En tant qu'illustrateur, John Byrne se fait encrer par Bob Wiacek le temps des épisodes 1 à 3, puis il s'encre lui-même en rajoutant des trames pour texturer ses dessins. Et à partir de l'épisode 8, il effectue lui-même le lettrage (à l'aide d'une police informatisée sur la base de son écriture). Ce qui est fortement visible, c'est que les 2 moitiés de cerveaux de Byrne (la moitié scénariste, et la moitié illustrateur) travaillent en parfaite cohérence; Cela donne à plusieurs reprises de jolies scènes qui sortent de l'ordinaire des comics de superhéros, et même quelques subtilités. Il y a par exemple Namor immergé dans la piscine de son penthouse, avec Namorita qui plonge la tête dans l'eau pour lui parler (avec un très bel effet de trames et de couleurs pastel).

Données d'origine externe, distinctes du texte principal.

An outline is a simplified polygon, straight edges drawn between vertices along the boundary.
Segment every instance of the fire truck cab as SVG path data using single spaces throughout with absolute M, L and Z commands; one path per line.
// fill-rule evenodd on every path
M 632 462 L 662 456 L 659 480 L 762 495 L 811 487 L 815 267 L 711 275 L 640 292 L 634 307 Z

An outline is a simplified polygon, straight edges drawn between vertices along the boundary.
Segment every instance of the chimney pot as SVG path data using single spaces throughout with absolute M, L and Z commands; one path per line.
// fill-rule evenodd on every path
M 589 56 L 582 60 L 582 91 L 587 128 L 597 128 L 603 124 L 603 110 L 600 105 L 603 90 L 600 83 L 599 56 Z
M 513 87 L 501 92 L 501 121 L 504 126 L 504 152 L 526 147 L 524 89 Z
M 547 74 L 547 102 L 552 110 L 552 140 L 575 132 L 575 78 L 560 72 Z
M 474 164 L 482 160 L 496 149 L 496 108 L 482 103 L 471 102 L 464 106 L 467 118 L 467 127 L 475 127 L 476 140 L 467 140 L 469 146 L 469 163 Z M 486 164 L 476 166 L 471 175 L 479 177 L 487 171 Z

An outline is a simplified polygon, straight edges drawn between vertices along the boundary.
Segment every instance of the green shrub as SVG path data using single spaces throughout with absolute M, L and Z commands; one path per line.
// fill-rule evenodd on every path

Il y a la séquence magnifique où Namor chevauche Griffin tel un destrier pour le rendre au conseil d'administration de Roxxon. Il y a l'apparence du monstre de déchets qui rappelle les plus beaux monstres des années 1950 conçus par Jack Kirby ou Steve Ditko. Il y a Namorita nageant au milieu des dauphins. Et puis il y a ce passage où Desmond semble proposer une forme de détente incestueuse à Phoebe, tout en suggestion par le langage corporel, qui rappelle les allusions les plus subtiles de Jean-Paul Beaubier à propos de son orientation dans les premiers épisodes de Alpha Flight.
D'une manière générale, Byrne ne se moque pas de son lecteur : il fait un gros effort pour dessiner régulièrement les décors, il trouve des utilisations intelligentes des trames, et il varie les mises en page, pour une narration toujours aussi fluide.
Ces épisodes ne sont pas désagréables à découvrir, ils proposent des grandes aventures avec un héros au premier degré, sans trace de déconstruction, de névrose ou de métacommentaire. Mais il s'agit d'aventures qui s'adressent aux jeunes adolescents, plutôt qu'aux adultes, avec une forme de naïveté, parfois un peu bête.